Past event

School of Psychology and Neuroscience Seminar: Prof. Joshua Gold, University of Pennsylvania Adaptive decision-making and Occam's Razor

At this online seminar Professor Joshua Gold from the University of Pennsylvania, will present a seminar titled ‘Adaptive decision-making and Occam's Razor', hosted by Stefan Pulver.

Our understanding of how the brain makes decisions has been built largely on a theoretical framework with origins in the codebreaking work of Alan Turing and colleagues during WWII. This framework, which involves accumulating uncertain evidence until reaching a pre-defined bound, has numerous appeals, including: 1) close links optimization principles, 2) the ability to account for a broad range of behavioral findings, and 3) relatively direct mappings onto certain features of brain activity.

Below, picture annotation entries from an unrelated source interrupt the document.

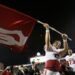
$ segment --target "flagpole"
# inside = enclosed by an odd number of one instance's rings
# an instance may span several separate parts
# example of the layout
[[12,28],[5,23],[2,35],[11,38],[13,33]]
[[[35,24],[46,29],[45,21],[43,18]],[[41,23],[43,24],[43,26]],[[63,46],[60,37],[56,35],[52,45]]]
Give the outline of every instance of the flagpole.
[[[44,22],[39,21],[39,20],[37,20],[37,23],[40,23],[40,24],[42,24],[42,25],[44,24]],[[53,27],[51,27],[51,26],[49,26],[49,28],[50,28],[51,30],[57,32],[57,33],[60,34],[60,35],[63,34],[63,33],[61,33],[60,31],[58,31],[57,29],[55,29],[55,28],[53,28]],[[72,41],[72,39],[71,39],[70,37],[68,37],[68,40]]]

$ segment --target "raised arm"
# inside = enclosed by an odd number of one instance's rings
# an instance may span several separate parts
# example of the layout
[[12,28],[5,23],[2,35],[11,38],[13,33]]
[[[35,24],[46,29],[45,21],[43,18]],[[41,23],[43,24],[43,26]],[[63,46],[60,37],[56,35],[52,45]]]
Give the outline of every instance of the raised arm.
[[48,50],[48,48],[50,47],[51,43],[50,43],[50,30],[49,30],[49,25],[47,23],[44,23],[43,26],[45,27],[46,31],[45,31],[45,48]]
[[63,49],[61,49],[61,55],[65,55],[68,52],[68,42],[67,42],[67,35],[66,34],[62,34],[62,38],[63,38]]

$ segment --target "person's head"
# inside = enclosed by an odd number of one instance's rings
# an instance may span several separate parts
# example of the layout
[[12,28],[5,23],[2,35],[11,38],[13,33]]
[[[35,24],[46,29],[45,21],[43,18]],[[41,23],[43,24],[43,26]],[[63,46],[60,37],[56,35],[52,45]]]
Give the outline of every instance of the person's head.
[[61,42],[59,40],[55,41],[53,43],[53,46],[56,47],[57,49],[61,47]]
[[72,53],[73,53],[72,49],[69,49],[68,50],[68,55],[72,55]]

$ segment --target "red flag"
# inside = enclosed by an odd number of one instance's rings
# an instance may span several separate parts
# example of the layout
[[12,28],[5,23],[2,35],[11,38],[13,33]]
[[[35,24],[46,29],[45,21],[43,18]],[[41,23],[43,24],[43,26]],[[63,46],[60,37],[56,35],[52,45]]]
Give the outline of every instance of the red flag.
[[34,18],[0,5],[0,44],[22,52],[35,23]]

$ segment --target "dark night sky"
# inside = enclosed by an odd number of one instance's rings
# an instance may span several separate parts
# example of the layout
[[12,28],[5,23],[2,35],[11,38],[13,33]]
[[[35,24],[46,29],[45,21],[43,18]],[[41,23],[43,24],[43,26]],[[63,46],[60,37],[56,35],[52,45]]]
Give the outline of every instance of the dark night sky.
[[[74,51],[75,44],[75,1],[74,0],[0,0],[1,4],[28,14],[43,22],[49,23],[63,33],[67,33],[72,39],[70,48]],[[29,61],[29,57],[40,51],[44,54],[44,28],[36,24],[28,40],[28,50],[16,54],[6,46],[0,45],[0,61],[5,64],[20,64]],[[51,31],[52,42],[61,39],[60,35]]]

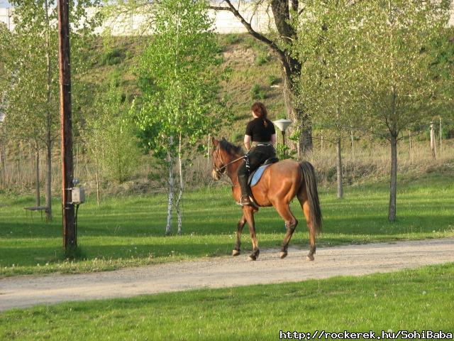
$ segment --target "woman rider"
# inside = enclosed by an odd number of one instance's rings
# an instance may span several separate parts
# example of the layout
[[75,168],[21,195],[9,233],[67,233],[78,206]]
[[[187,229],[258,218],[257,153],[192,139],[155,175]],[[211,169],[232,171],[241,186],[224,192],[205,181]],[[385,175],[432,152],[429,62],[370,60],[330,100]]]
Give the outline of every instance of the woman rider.
[[238,182],[241,188],[241,199],[238,204],[241,206],[254,205],[252,192],[248,185],[249,174],[267,159],[276,156],[274,147],[276,131],[272,122],[267,118],[266,107],[263,103],[256,102],[250,109],[254,119],[248,123],[244,136],[244,145],[248,151],[238,170]]

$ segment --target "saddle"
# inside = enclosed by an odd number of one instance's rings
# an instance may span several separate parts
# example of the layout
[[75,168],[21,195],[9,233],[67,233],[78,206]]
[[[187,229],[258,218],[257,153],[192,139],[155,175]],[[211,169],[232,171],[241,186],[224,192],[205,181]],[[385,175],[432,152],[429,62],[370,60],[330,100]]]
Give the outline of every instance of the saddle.
[[270,167],[273,163],[279,162],[279,158],[273,156],[272,158],[267,158],[265,161],[265,162],[255,170],[253,171],[249,175],[249,179],[248,180],[248,185],[250,187],[253,187],[258,183],[263,175],[263,172],[265,169]]

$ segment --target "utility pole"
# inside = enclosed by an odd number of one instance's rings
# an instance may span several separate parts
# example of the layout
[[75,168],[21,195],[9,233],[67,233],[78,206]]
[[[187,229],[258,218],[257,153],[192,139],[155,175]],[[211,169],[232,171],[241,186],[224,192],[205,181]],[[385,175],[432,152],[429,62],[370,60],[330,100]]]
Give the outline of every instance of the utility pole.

However, this framework also has serious limitations, including direct relevance to only highly restricted and controlled conditions involving perfect statistical stability. In this talk, I will describe ongoing work in my lab that is building on this foundation to understand how the brain makes decisions under more dynamic and ecologically relevant conditions. First, I will describe a more general theoretical framework describing optimal decision-making in dynamic environments, which includes traditional accumulate-to-bound models as a special case but more generally prescribes adaptive processes to interpret, accumulate, and use evidence to form effective decisions. Second, I will describe behavioral, neural, and physiological (pupil size, a marker of arousal) data showing that the primate brain follows many of these adaptive principles to form decisions. Third, I will describe ongoing work relating these complex, adaptive decision-making dynamics to Occam's Razor, including evidence that human decision-making includes a “simplicity bias” that reflects not just parsimony but also normative principles needed to provide adaptivity to real environmental changes without being oversensitive to noise.